Voici ce qui ressort des éléments communiqués :
• L’OMS a fait état de cinq cas confirmés et de trois cas suspects au total, dont trois décès, avec une période d’incubation pouvant aller jusqu’à six semaines pour le virus des Andes, a indiqué Tedros Adhanom Ghebreyesus dans une déclaration reprise par Insider Paper.
• Un autre patient a ensuite été testé positif aux Pays-Bas, selon le centre médical universitaire de Leiden.

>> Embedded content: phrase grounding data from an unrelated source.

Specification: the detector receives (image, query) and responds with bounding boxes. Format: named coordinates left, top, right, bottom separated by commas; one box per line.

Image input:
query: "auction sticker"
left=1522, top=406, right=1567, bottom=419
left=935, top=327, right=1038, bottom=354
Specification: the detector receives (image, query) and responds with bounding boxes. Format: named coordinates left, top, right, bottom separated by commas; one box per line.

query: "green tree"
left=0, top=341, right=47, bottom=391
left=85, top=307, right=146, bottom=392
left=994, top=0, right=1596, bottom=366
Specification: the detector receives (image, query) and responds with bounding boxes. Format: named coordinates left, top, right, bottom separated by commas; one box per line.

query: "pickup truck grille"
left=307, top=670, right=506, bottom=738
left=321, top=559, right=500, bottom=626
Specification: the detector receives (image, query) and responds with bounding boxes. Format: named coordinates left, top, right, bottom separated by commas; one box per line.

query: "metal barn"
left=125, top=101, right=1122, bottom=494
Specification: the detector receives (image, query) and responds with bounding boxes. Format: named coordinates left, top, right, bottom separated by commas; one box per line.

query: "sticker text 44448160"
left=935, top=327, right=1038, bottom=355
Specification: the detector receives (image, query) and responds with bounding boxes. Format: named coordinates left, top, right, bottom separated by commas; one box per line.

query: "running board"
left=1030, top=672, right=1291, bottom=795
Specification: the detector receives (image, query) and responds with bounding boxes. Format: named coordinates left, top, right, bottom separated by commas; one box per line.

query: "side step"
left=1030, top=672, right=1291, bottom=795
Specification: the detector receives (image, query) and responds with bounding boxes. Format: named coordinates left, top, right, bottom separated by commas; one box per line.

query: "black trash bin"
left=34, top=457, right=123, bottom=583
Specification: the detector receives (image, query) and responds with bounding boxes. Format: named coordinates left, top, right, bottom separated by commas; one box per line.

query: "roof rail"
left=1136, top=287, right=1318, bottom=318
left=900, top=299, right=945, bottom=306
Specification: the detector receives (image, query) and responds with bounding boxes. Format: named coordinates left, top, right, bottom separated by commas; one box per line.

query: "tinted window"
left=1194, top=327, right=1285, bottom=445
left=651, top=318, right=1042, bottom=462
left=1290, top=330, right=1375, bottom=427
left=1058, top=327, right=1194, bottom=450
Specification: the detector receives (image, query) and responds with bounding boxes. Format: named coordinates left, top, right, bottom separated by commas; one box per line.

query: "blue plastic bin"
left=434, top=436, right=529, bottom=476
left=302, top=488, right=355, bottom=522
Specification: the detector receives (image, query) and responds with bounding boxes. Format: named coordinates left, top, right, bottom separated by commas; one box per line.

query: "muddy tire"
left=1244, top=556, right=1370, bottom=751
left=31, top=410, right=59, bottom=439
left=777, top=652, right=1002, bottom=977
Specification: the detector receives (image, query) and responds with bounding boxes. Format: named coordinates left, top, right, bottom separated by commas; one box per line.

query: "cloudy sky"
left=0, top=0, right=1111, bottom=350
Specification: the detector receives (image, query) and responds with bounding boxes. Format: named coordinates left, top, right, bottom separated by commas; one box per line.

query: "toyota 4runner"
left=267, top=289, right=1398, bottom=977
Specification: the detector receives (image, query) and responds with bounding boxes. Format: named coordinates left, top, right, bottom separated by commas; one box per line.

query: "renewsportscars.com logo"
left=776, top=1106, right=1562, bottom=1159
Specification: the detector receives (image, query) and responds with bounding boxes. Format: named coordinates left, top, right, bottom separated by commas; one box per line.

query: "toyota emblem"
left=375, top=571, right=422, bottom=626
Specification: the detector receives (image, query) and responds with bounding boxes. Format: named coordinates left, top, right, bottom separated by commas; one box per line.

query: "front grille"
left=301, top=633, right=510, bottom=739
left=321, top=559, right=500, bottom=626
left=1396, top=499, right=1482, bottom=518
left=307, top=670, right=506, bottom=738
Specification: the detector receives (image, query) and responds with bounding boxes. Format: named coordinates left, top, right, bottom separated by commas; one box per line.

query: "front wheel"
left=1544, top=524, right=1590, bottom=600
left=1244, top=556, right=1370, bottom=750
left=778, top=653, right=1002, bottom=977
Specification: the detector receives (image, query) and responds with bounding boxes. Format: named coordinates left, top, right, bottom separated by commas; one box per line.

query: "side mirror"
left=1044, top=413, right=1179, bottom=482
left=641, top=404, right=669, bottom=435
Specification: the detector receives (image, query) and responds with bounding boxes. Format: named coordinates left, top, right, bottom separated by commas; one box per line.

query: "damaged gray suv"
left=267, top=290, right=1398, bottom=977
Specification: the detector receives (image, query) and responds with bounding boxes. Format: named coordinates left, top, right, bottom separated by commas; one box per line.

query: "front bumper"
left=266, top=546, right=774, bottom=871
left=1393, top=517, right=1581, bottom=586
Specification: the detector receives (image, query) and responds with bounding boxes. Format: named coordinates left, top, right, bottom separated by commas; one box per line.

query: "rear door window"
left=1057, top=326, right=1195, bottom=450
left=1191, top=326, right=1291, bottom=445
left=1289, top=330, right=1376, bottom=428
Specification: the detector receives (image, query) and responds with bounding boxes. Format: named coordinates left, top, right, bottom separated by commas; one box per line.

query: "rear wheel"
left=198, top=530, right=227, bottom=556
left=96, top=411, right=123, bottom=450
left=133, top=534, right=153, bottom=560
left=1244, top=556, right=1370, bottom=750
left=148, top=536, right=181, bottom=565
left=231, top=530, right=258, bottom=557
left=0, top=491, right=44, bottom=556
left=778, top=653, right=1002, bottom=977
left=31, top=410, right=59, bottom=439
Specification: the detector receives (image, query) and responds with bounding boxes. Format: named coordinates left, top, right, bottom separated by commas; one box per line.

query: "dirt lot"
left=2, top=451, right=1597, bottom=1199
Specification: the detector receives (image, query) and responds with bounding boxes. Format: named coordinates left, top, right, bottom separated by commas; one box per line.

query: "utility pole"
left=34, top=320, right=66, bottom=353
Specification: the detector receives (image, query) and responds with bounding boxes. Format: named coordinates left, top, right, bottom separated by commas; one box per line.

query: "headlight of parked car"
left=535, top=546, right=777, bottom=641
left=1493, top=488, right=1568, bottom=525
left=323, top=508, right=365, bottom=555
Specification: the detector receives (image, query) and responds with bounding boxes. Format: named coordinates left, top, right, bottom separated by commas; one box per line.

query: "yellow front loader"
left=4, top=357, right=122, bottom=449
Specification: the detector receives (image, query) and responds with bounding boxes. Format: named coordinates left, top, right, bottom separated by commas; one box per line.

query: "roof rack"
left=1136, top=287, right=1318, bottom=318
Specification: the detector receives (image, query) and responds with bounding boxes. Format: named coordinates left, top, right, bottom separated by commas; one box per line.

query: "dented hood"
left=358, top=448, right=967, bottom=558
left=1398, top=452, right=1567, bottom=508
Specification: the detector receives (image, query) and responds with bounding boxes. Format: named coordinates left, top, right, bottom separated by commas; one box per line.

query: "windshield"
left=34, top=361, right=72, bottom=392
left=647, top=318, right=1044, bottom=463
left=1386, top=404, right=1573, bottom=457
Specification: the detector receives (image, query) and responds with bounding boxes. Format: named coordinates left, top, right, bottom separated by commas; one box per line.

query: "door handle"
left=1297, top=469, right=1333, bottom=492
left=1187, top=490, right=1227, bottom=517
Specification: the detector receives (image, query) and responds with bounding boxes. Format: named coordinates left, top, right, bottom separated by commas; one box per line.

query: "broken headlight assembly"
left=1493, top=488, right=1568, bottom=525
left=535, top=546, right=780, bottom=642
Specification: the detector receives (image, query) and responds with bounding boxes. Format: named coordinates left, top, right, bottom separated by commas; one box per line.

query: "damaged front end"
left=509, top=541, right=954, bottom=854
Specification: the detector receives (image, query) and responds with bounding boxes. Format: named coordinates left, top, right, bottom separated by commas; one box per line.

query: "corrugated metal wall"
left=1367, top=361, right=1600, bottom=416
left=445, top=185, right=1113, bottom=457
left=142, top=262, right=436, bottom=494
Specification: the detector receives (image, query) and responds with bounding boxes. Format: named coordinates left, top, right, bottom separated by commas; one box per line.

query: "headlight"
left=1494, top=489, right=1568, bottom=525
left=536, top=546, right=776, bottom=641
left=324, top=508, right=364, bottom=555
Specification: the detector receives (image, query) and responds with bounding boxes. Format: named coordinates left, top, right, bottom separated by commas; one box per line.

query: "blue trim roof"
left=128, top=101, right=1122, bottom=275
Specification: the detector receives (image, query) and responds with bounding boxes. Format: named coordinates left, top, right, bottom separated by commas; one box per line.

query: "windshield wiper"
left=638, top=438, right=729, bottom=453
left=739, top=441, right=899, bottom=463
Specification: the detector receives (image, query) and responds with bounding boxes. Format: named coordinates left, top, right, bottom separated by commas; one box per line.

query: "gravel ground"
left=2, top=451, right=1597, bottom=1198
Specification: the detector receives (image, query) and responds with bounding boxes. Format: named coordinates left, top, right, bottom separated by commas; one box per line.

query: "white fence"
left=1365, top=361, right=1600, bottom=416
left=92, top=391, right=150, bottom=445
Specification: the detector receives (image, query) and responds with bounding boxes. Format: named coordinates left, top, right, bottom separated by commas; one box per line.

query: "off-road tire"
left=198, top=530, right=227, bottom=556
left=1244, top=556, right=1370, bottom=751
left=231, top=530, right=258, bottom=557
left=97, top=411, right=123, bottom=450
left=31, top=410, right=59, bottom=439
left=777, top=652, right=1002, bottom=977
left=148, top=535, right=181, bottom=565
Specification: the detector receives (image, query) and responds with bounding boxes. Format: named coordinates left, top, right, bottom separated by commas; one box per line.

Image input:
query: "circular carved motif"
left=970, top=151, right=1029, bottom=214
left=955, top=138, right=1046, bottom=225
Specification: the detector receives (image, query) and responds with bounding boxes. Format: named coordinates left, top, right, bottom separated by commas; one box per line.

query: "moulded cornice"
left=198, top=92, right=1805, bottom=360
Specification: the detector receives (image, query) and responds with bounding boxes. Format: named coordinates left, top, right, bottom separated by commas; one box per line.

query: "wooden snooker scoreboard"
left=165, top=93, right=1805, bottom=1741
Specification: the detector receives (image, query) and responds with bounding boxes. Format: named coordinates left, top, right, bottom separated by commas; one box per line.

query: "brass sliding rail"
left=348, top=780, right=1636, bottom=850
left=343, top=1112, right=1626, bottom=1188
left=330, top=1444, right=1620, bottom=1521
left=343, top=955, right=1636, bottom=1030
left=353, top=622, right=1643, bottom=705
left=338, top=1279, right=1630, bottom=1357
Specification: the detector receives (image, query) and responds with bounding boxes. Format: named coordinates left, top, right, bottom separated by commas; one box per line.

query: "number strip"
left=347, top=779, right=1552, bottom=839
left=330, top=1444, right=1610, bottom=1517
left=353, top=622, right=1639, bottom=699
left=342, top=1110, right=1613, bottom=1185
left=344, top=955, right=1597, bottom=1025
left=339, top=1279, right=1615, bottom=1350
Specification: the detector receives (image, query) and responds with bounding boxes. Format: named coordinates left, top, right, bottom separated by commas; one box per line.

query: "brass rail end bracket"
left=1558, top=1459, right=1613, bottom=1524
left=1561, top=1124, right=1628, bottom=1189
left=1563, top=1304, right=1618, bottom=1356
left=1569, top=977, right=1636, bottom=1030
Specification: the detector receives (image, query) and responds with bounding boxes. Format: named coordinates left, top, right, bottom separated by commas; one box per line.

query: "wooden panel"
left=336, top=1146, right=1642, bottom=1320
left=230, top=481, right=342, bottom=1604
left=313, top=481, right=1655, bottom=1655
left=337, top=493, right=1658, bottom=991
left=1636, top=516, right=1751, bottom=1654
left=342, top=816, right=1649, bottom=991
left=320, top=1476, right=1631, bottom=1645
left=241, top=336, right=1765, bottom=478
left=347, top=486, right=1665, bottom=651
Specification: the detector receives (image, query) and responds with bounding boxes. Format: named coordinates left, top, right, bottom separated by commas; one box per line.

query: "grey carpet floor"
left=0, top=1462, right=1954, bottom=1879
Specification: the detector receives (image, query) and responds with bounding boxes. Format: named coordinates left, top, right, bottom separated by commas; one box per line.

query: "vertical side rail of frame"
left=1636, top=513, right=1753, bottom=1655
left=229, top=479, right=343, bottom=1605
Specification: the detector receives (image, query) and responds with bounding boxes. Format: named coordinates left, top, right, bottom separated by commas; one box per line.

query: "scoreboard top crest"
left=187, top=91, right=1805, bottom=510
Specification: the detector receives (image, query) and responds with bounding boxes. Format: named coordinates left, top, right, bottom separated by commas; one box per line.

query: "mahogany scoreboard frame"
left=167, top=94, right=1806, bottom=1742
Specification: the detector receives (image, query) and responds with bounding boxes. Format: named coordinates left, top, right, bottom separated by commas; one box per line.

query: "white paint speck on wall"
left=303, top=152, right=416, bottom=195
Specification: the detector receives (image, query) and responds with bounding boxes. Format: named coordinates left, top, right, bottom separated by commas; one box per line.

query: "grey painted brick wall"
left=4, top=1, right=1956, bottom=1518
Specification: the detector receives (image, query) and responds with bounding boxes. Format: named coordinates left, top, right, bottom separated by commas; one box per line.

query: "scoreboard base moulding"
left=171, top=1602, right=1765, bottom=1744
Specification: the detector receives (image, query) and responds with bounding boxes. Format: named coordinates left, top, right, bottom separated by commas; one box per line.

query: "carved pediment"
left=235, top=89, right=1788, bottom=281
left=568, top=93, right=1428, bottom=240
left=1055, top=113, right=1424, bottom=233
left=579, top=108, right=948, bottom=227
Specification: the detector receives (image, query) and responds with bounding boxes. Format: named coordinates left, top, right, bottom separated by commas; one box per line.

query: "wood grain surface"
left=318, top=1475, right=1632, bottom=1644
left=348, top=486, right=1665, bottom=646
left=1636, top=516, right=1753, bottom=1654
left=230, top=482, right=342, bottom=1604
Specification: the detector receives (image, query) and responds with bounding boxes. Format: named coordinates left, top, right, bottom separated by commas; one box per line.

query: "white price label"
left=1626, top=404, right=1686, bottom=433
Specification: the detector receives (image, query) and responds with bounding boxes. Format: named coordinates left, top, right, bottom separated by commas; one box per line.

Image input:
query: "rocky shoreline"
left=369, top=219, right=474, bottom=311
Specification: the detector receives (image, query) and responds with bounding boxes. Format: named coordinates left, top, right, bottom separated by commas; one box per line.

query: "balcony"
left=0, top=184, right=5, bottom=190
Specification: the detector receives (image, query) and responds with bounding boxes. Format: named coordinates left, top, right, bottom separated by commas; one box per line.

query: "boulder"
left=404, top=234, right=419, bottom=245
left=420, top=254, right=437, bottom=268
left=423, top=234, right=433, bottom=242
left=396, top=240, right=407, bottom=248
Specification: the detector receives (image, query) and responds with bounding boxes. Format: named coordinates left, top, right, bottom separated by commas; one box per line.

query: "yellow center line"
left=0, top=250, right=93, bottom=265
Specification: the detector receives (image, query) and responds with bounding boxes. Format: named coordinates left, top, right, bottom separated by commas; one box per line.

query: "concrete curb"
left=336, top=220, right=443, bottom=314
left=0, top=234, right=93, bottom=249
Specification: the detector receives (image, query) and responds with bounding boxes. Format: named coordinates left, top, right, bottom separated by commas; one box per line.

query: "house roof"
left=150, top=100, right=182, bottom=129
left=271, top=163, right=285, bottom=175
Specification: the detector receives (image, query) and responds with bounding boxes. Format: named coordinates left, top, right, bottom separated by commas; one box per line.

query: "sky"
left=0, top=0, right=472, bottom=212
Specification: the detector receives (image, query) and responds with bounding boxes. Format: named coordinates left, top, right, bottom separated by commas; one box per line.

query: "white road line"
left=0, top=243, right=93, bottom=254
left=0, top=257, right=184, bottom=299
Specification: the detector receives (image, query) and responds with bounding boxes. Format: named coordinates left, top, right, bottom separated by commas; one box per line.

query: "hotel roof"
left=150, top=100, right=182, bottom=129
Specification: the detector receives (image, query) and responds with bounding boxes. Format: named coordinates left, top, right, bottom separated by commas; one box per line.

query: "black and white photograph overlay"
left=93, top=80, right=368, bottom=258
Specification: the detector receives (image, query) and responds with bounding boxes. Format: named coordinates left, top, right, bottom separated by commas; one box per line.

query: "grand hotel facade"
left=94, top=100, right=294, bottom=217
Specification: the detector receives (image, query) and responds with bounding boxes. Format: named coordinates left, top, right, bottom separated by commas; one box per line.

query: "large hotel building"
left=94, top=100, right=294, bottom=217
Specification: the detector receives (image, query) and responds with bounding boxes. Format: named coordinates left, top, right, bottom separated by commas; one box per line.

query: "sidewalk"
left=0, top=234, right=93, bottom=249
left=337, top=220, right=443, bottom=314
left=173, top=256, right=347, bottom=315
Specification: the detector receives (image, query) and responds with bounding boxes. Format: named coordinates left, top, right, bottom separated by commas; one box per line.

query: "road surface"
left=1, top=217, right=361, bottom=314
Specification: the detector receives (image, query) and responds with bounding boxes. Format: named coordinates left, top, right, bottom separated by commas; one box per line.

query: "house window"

• Abdi Rahman Mahamud, responsable de l’alerte et de la réponse d’urgence à l’OMS, a jugé qu’il s’agissait d’une flambée « limitée » si les mesures de santé publique sont mises en œuvre et si les pays concernés coopèrent.
• Les personnes connues ou soupçonnées d’avoir contracté le virus sont traitées ou isolées au Royaume-Uni, en Allemagne, aux Pays-Bas, en Suisse et en Afrique du Sud.
• Les autorités argentines ont dit ne pas être en mesure, à ce stade, d’établir l’origine de l’infection. Elles prévoient de tester des rongeurs dans la ville côtière d’Ushuaia, d’où le navire est parti le 1er avril.
• Un passager serait considéré comme ayant contracté le virus avant l’embarquement en Argentine, puis comme ayant contaminé d’autres personnes à bord pendant la traversée de l’Atlantique.
• Le premier décès concerne un Néerlandais monté à bord à Ushuaia avec son épouse. Il est mort le 11 avril sur le navire. Son corps a été débarqué le 24 avril à Sainte-Hélène, où 29 autres passagers ont aussi quitté le bateau.
• Son épouse, partie avec le corps vers l’Afrique du Sud, est morte dans ce pays 15 jours plus tard après être tombée malade. Le hantavirus a été confirmé comme cause du décès le 4 mai.
• Une passagère allemande est morte le 2 mai. Son corps se trouve toujours à bord du navire.
• Trois évacués ont quitté le bateau mercredi lorsqu’il a mouillé au large du Cap-Vert, puis un quatrième passager est arrivé à Amsterdam jeudi. L’opérateur Oceanwide Expeditions a affirmé qu’aucune personne symptomatique ne se trouvait encore à bord alors que le navire fait route vers Tenerife, où son arrivée est prévue dimanche.
• Le président américain Donald Trump a déclaré jeudi avoir été informé de la situation et a dit espérer qu’elle soit « sous contrôle ».
• La situation du Hondius a suscité une alerte internationale, mais les responsables sanitaires cités dans la source ont relativisé le risque d’une flambée mondiale plus large, en soulignant que ce virus transmis par des rongeurs est moins contagieux que le Covid-19.
Le hantavirus est présenté comme une maladie respiratoire rare, habituellement transmise par des rongeurs infectés. La souche des Andes détectée à bord du Hondius peut, elle, se transmettre entre humains. La maladie peut provoquer une détresse respiratoire et cardiaque ainsi que des fièvres hémorragiques. La source précise aussi qu’il n’existe ni vaccin ni traitement curatif connu.